To be clear, the Church, many would argue, has 'developed' her understanding on this matter and now considers calmly the reality of errors, additions, etc... into the Scriptures. I think most Catholic biblical scholars would happily admit and teach that and they are yet to be excommunicated, disciplined, etc... So what is the big deal?
The big deal is that if the Church can so fundamentally 'relax/develop' a prior conviction that was taught almost unanimously by Church Fathers, Ecumenical Councils and Pope's, what else can be changed? Some people are not aware that a substantial minority in the Catholic Church labeled 'Traditionalists/Conservatives' are extremely concerned and invested in just these types of questions and particularly in upholding Traditional Church teaching. The proof, we are told, that Catholicism is true is that it cannot change in matters of faith and morals.
When I look back now, it seems so absurd to me. Not the people who believe it because so many of them are wonderful people. What seems so absurd is the inability to acknowledge that the Church's teachings have changed. That the Church has taught many a doctrine and moral principles that today are rejected by the Church is impossible to deny. (E.g. torture, capital punishment, usury, that Jews committed deicide, etc...).
I am okay with that. My faith and I would say most people's faith is not contingent upon what one period of Church history considered dogma on pain of eternal damnation as much as finding a deeper well of life in the broader narrative of the Church's teaching, the Sacraments, Prayer, and concrete love for our neighbor.

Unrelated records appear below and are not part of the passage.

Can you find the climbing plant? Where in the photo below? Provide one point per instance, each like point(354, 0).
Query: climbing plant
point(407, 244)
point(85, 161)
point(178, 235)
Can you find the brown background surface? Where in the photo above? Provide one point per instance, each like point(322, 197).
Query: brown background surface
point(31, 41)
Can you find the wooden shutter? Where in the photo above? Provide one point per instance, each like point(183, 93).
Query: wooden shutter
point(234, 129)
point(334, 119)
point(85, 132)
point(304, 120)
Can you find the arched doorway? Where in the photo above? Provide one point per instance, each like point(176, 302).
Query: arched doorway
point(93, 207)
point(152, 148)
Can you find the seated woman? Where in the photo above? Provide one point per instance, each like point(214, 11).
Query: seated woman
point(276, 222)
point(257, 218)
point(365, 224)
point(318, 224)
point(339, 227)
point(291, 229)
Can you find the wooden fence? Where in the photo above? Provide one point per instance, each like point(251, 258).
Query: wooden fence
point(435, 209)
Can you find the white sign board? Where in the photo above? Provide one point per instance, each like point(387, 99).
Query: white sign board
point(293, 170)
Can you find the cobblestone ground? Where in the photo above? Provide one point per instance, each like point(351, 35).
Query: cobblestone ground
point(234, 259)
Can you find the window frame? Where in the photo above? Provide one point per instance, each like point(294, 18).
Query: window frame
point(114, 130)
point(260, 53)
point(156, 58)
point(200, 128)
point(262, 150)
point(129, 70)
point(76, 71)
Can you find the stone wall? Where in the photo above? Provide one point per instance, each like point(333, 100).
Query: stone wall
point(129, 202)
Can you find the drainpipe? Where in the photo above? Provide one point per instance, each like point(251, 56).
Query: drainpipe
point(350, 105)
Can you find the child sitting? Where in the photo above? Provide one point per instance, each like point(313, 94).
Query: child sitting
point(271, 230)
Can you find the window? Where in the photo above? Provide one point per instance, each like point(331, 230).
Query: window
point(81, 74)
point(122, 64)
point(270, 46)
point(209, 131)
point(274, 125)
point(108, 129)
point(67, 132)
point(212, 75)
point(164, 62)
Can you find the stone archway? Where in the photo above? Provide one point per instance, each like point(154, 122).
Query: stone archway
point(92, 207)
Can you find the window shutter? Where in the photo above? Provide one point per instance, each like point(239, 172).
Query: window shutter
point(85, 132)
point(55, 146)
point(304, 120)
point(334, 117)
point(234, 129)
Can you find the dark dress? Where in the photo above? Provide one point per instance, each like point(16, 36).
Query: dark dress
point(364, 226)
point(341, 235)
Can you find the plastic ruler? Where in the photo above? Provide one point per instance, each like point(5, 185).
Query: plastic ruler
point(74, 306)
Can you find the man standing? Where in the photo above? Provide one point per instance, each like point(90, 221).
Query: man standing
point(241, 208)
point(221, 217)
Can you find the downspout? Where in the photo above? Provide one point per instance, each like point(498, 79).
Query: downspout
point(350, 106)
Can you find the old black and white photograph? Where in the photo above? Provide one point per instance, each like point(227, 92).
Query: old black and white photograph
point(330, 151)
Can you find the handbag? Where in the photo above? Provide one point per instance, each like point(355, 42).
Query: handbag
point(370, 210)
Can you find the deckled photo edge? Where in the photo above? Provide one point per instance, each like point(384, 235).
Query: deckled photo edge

This book was a joy to read as it was for the most part straight forward, academic albeit popularized, and confirms that people will always be ready to jump through any and all mental hoops to make their understanding of faith the right one. In the end, Faith is much more about transformation in love than having the right answers. Jesus' parable of the final judgement in Matthew 25 and the wisdom of the beatitudes are much more nerve racking and healing than our fights about who is right and wrong. This book made me love Jesus more.